Sci-fi and adventure movies are not usually my cup of tea. But yesterday we went to see StarTrek XI at a cinema in town. I had vague recollections of watching StarTrek on TV as a child, and thought it would be interesting and fun to see what the 21st century producer did with a 20th century classic. It was lots of fun, if a little violent, and as far fetched as a cup of tea from Pluto. Well, I suppose that's what sci-fi is all about.
Have you ever noticed that the villains in sci-fi movies almost always have dark-coloured space ships with all sorts of grotesque-looking projections all over them? Aero-dynamic principles don't seem to apply to villains. The inside of the ship is equally dark and grotesque.
Villains seem to feel the cold a lot. They get around in heavy overcoats or capes when the heroes are dressed in thin, body-hugging lycra. Even Dr Who has shed his coat and scarf in recent years in favour of a well-fitted suit.
For some reason, villains and aliens are always intent on destroying the earth, and they always land in London or some large American city to do so. Perhaps it's because aliens throughout the universe speak perfect English, whereas they might have trouble with Chinese or Swahili. It's convenient for the heroes who always just happen to be in London or New York at the right moment.
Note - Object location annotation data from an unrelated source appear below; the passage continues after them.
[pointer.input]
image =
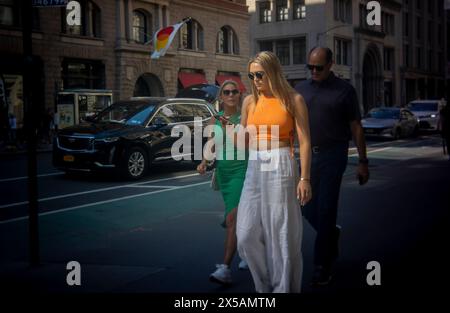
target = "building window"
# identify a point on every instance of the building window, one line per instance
(282, 10)
(430, 32)
(299, 50)
(89, 74)
(191, 35)
(9, 13)
(430, 61)
(227, 41)
(388, 59)
(430, 7)
(343, 11)
(266, 45)
(283, 51)
(141, 26)
(440, 7)
(419, 28)
(299, 9)
(439, 36)
(405, 24)
(343, 52)
(406, 56)
(419, 57)
(265, 15)
(388, 24)
(90, 20)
The heroes' spaceship is smooth and clean and shiny. Even when it's breaking up under attack, its computer systems continue to operate, and you never see oxygen masks descend from the ceiling. It has the power to fly away from black holes and the speed to dodge a barrage of missiles. It has no kitchens, bathrooms or laundries, since heroes never need to eat, wash, or take a leak.
The heroes are as tough as their ship. After being beaten up by the villain several times in one day, they don't even have a headache, and never suffer from brain injuries, internal bleeding or broken knuckles.
Since the heroes are always so healthy, the doctor on the heroes' spaceship has nothing to do apart from deliver babies and give vaccinations. Since the women on the space ship all look like supermodels as well as being highly intelligent, it's not surprising that babies happen. Even young Mr Spock has a romantic streak to him, it seems.
And since it's Mother's Day today, note that the toughest space heroes can be brought to their knees by talking to them about their mother. Who would have guessed?